CamGraphIC: luce, talento e grafene per cambiare i data center
Torno sulla saga dell'infrastruttura critica europea. Dopo Lace, Fractile e Bull, c'è un quarto episodio. Parliamo di mero ordine cronologico: si tratta di un gradino parallelo a Fractile, sullo stesso piano della catena del valore.
Nei sistemi AI di nuova generazione il collo di bottiglia non è più la potenza di calcolo, ma la velocità con cui i dati si muovono tra chip, acceleratori e memoria. Fractile risolve il problema di come un chip calcola: architettura compute-in-memory e inferenza AI più efficiente. CamGraphIC risolve il problema di come i chip comunicano tra loro: interconnessioni ottiche al posto di quelle elettriche, grafene al posto del silicio. Due soluzioni, due approcci che lavorano alla medesima problematica.

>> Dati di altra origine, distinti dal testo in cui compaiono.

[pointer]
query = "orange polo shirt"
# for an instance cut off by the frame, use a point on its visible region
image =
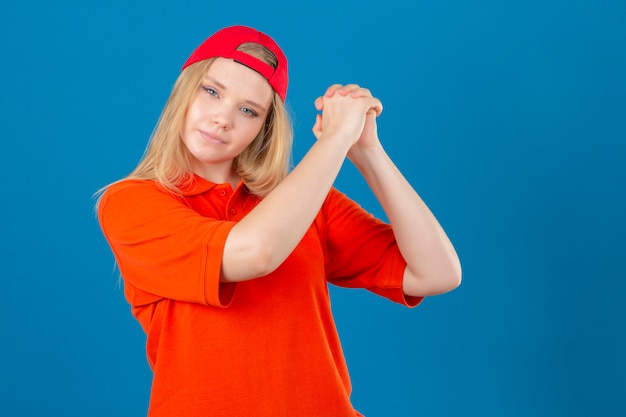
(267, 347)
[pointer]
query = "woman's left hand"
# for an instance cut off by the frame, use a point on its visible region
(369, 135)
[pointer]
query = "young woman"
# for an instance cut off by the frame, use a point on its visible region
(226, 254)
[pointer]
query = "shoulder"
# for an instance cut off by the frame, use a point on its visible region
(132, 197)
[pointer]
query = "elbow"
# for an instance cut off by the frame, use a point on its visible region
(433, 283)
(249, 261)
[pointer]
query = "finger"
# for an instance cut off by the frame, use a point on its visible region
(319, 103)
(361, 92)
(317, 126)
(330, 91)
(347, 89)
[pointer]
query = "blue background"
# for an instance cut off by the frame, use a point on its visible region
(508, 117)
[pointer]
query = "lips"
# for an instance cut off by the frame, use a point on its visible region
(211, 137)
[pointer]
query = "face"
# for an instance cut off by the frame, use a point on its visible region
(225, 116)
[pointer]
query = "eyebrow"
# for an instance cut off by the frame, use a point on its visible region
(223, 87)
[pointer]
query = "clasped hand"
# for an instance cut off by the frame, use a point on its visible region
(348, 114)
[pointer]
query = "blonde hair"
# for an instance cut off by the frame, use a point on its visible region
(262, 165)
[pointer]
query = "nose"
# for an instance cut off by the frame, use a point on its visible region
(221, 116)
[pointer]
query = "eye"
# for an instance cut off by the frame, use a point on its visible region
(210, 91)
(248, 111)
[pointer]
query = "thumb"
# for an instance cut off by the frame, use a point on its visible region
(317, 127)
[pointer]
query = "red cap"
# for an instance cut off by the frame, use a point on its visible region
(224, 43)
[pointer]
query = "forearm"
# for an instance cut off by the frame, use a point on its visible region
(263, 239)
(432, 263)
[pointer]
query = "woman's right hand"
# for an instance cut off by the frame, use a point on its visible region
(344, 109)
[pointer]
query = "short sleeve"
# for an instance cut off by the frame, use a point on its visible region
(361, 250)
(164, 248)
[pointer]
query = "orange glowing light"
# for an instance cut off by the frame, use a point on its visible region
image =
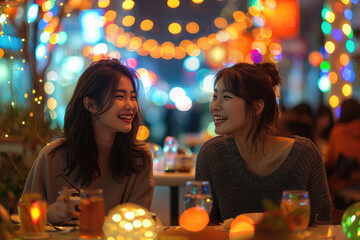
(315, 58)
(143, 133)
(146, 25)
(239, 16)
(173, 3)
(103, 3)
(35, 212)
(179, 53)
(242, 227)
(128, 21)
(338, 7)
(110, 15)
(204, 43)
(194, 219)
(220, 22)
(192, 27)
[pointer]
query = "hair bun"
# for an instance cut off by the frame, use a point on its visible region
(270, 69)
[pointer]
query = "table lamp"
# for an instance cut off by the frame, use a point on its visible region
(194, 219)
(350, 221)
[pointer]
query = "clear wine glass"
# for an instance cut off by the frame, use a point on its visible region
(297, 202)
(198, 194)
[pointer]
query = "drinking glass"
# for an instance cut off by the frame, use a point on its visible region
(297, 200)
(92, 213)
(198, 194)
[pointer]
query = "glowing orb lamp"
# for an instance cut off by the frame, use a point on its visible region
(194, 219)
(350, 221)
(256, 55)
(129, 221)
(242, 228)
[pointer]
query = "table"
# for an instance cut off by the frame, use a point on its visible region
(174, 180)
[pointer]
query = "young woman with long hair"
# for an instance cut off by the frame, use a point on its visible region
(99, 148)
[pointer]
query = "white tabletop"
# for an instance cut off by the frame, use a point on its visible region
(173, 178)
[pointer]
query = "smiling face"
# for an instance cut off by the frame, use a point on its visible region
(119, 117)
(229, 112)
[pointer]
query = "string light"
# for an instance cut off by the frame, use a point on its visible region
(339, 45)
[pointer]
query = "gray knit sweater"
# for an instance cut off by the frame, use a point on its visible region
(236, 190)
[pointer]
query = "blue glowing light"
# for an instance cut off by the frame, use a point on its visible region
(191, 64)
(40, 51)
(7, 41)
(324, 53)
(338, 111)
(32, 12)
(92, 25)
(337, 34)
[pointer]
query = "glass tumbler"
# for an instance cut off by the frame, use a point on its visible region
(92, 213)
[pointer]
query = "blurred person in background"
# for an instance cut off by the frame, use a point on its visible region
(343, 158)
(253, 159)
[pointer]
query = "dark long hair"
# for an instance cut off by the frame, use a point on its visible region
(350, 110)
(99, 82)
(253, 82)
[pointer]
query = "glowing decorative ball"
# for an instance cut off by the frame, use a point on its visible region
(350, 221)
(194, 219)
(129, 221)
(242, 228)
(256, 55)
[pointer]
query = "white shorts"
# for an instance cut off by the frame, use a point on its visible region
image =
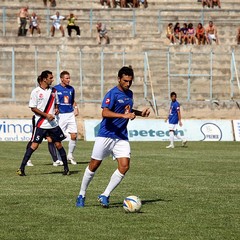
(103, 147)
(67, 122)
(172, 127)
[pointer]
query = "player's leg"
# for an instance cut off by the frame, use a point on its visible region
(102, 148)
(121, 152)
(37, 138)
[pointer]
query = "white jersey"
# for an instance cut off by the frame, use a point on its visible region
(45, 101)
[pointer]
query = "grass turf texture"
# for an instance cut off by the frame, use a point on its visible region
(187, 193)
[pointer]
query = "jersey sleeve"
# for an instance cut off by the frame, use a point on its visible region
(108, 100)
(33, 100)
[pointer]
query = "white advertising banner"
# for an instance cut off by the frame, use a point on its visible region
(15, 129)
(157, 130)
(236, 126)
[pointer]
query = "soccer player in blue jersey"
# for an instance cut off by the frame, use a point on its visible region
(112, 136)
(173, 119)
(67, 111)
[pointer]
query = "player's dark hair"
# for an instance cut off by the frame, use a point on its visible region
(64, 73)
(128, 71)
(44, 74)
(39, 79)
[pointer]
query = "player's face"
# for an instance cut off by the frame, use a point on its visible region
(49, 80)
(65, 80)
(125, 82)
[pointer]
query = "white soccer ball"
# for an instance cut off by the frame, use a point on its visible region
(132, 204)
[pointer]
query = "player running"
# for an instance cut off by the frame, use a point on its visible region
(173, 119)
(112, 136)
(43, 103)
(67, 111)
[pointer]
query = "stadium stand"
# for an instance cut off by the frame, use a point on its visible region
(137, 38)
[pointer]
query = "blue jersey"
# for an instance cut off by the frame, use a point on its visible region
(119, 102)
(173, 113)
(66, 97)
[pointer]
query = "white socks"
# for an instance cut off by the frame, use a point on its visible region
(171, 137)
(116, 178)
(71, 147)
(87, 178)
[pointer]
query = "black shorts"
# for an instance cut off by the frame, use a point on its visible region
(56, 134)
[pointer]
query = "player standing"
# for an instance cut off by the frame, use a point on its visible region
(173, 119)
(112, 136)
(43, 102)
(67, 111)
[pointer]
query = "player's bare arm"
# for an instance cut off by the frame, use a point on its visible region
(50, 117)
(107, 113)
(144, 113)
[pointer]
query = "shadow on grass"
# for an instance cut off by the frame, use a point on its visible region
(49, 164)
(60, 172)
(120, 204)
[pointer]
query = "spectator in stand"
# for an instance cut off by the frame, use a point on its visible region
(206, 3)
(102, 33)
(238, 36)
(184, 34)
(170, 33)
(57, 24)
(71, 25)
(177, 31)
(191, 34)
(52, 3)
(34, 24)
(211, 33)
(23, 16)
(108, 5)
(215, 3)
(200, 34)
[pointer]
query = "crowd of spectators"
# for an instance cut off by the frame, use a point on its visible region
(187, 34)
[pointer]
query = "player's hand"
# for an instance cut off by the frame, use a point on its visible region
(145, 112)
(129, 115)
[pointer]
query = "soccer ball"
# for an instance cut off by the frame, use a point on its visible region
(132, 204)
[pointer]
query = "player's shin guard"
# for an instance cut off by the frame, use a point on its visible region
(87, 178)
(53, 151)
(71, 146)
(116, 178)
(63, 155)
(26, 157)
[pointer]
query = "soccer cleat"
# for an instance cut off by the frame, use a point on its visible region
(66, 172)
(104, 201)
(71, 159)
(184, 142)
(80, 201)
(29, 163)
(57, 163)
(21, 173)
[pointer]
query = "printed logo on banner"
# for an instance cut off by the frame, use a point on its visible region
(211, 132)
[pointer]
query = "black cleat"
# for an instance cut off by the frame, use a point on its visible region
(66, 173)
(21, 173)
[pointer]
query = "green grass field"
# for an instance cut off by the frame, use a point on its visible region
(187, 193)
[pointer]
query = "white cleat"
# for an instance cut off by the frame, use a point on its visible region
(29, 163)
(57, 163)
(184, 142)
(71, 159)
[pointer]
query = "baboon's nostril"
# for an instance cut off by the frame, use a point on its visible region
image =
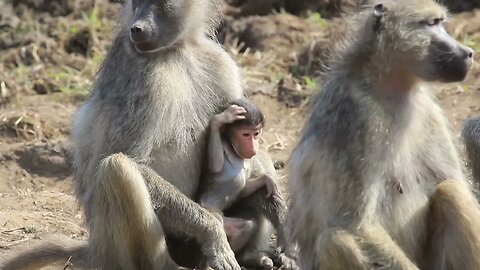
(136, 29)
(470, 53)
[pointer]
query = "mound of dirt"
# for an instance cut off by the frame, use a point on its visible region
(273, 32)
(327, 8)
(50, 159)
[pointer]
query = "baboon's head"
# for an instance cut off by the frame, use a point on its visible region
(158, 24)
(411, 33)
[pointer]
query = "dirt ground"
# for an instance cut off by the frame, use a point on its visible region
(49, 52)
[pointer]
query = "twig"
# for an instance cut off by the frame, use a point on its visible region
(68, 263)
(12, 230)
(5, 245)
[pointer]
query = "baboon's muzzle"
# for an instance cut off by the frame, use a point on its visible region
(452, 59)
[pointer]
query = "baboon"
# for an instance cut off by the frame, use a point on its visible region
(232, 151)
(471, 139)
(375, 123)
(139, 141)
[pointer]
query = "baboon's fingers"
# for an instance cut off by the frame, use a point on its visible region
(454, 222)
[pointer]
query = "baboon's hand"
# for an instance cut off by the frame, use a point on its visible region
(271, 185)
(284, 261)
(287, 263)
(217, 249)
(231, 114)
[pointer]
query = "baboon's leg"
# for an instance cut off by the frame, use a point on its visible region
(125, 232)
(181, 215)
(372, 249)
(454, 222)
(275, 210)
(55, 251)
(338, 250)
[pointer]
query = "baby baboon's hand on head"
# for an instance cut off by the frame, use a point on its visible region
(230, 115)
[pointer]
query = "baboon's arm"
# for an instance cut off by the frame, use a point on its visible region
(177, 212)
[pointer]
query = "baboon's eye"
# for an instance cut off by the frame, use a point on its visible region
(434, 21)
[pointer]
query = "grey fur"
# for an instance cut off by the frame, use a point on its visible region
(374, 126)
(138, 144)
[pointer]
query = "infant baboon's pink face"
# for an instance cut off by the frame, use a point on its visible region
(245, 140)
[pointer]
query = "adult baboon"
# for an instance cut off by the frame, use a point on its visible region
(471, 138)
(375, 125)
(139, 141)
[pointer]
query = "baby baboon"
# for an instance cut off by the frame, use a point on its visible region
(139, 140)
(232, 153)
(375, 124)
(471, 138)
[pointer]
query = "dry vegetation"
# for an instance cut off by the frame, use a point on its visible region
(50, 51)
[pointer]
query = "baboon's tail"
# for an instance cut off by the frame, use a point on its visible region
(45, 254)
(471, 138)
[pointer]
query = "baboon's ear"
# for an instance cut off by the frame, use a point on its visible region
(379, 22)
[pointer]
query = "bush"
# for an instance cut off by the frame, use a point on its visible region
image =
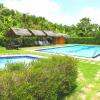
(15, 66)
(23, 41)
(46, 79)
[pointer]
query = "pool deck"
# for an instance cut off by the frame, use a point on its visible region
(23, 55)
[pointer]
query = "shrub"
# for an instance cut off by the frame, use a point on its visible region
(46, 79)
(15, 66)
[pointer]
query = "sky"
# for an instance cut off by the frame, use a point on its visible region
(66, 12)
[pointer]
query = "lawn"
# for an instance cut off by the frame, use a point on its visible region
(88, 81)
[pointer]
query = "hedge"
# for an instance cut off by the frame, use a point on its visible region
(83, 40)
(23, 41)
(45, 79)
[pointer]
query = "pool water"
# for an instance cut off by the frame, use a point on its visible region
(75, 50)
(14, 59)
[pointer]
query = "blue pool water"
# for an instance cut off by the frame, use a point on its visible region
(75, 50)
(14, 59)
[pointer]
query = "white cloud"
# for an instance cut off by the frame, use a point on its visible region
(38, 7)
(92, 13)
(52, 11)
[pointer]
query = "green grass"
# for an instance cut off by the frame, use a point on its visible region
(83, 90)
(87, 70)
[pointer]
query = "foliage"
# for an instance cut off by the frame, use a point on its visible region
(15, 66)
(22, 41)
(10, 18)
(46, 79)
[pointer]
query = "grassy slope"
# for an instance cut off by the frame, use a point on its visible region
(88, 72)
(88, 86)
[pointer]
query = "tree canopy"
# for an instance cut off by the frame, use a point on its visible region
(11, 18)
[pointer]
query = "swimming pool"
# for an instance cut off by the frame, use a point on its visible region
(14, 59)
(75, 50)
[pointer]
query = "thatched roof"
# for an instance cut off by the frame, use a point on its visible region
(18, 32)
(50, 33)
(38, 33)
(61, 35)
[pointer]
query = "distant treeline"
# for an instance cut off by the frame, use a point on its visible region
(11, 18)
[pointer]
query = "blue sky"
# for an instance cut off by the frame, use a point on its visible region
(59, 11)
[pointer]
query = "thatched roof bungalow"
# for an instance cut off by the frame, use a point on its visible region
(56, 38)
(38, 33)
(18, 32)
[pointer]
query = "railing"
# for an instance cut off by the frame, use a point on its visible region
(94, 54)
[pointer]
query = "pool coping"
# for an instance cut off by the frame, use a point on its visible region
(96, 58)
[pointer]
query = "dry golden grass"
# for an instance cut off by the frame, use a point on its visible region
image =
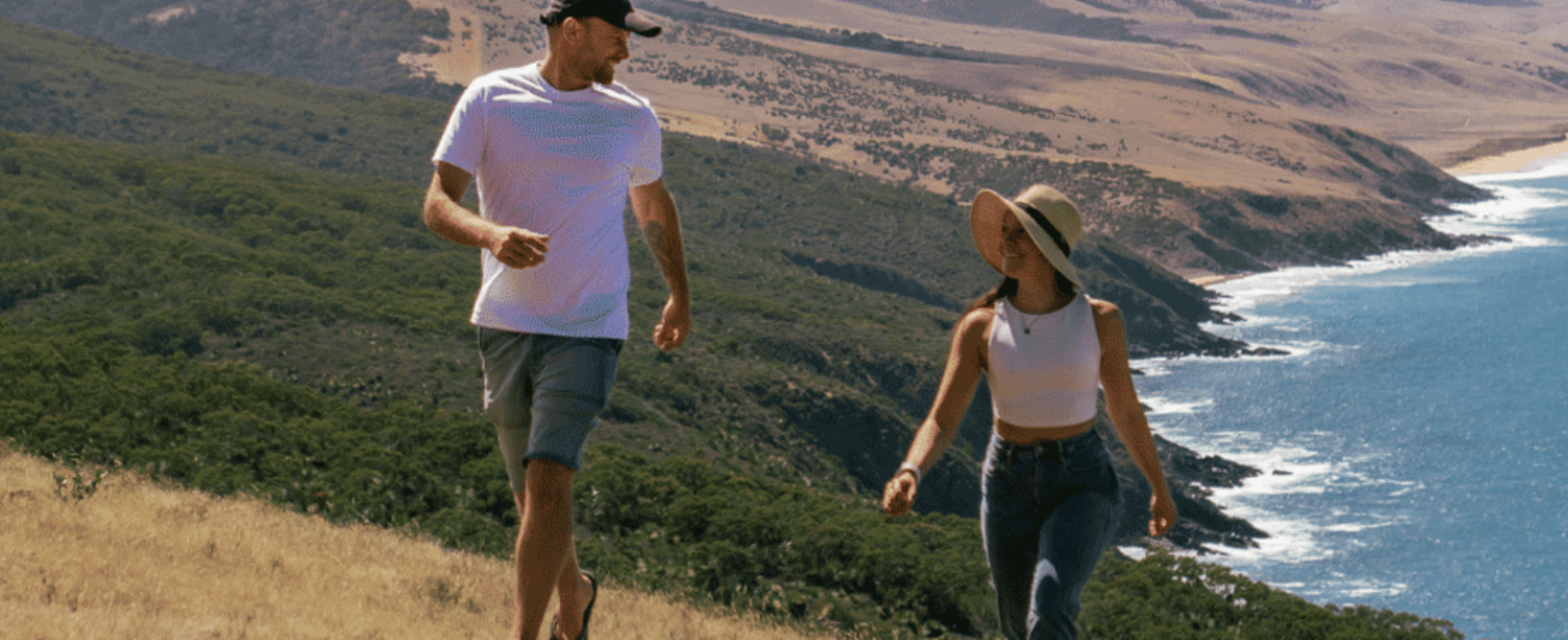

Il grafene è un singolo strato di atomi di carbonio. Le sue proprietà elettriche e ottiche lo rendono superiore al silicio per trasmettere segnali ad alta velocità: 80% di energia in meno rispetto alla fotonica in silicio tradizionale, banda superiore, latenza inferiore, nessuna complessità termica. I connettori elettrici generano calore e richiedono sistemi di raffreddamento complessi; quelli al grafene no. In un data center dove migliaia di chip devono parlarsi continuamente, le caratteristiche dei due materiali fanno molta differenza.
CamGraphIC nasce dal Graphene Centre dell'Università di Cambridge, fondato dal Professor Andrea Ferrari, uno dei massimi esperti mondiali di nanotecnologia e grafene. Il co-fondatore è Marco Romagnoli. La tecnologia del grafene fotonico viene studiata in accademia da oltre vent'anni: Nobel per la fisica 2010 a Geim e Novoselov di Manchester per gli esperimenti pioneristici sul grafene, decenni di ricerca applicata a Cambridge. CamGraphIC è il momento in cui quella ricerca esce dal laboratorio ed entra in produzione.
La Commissione Europea ha approvato 211 milioni di euro di aiuti statali italiani per industrializzare la tecnologia. Non è una nazionalizzazione come Bull: lo Stato in questo caso finanzia senza diventare proprietario. La factory pilota sorgerà vicino a Milano, sarà operativa nel 2028, creando oltre 150 posti di lavoro specializzati in ingegneria fotonica e manifattura di semiconduttori. Prima del finanziamento pubblico, un round Serie A da 25 milioni a febbraio 2025: CDP Venture Capital, NATO Innovation Fund, Sony Innovation Fund, Bosch Ventures e altri fondi. La ricerca ha il cuore pulsante a Cambridge, la produzione in Italia, i capitali arrivano da investitori internazionali.
Il pattern della saga è sempre lo stesso: accademia europea di eccellenza, tecnologia profonda che matura lentamente, poi il salto verso l'industrializzazione con capitali pubblici e privati.
Talento e ricerca sono presenti ad altissimo livello. La capacità di creare infrastruttura critica è una scommessa aperta. CamGraphIC è un altro segnale che nel vecchio continente si sta facendo sul serio.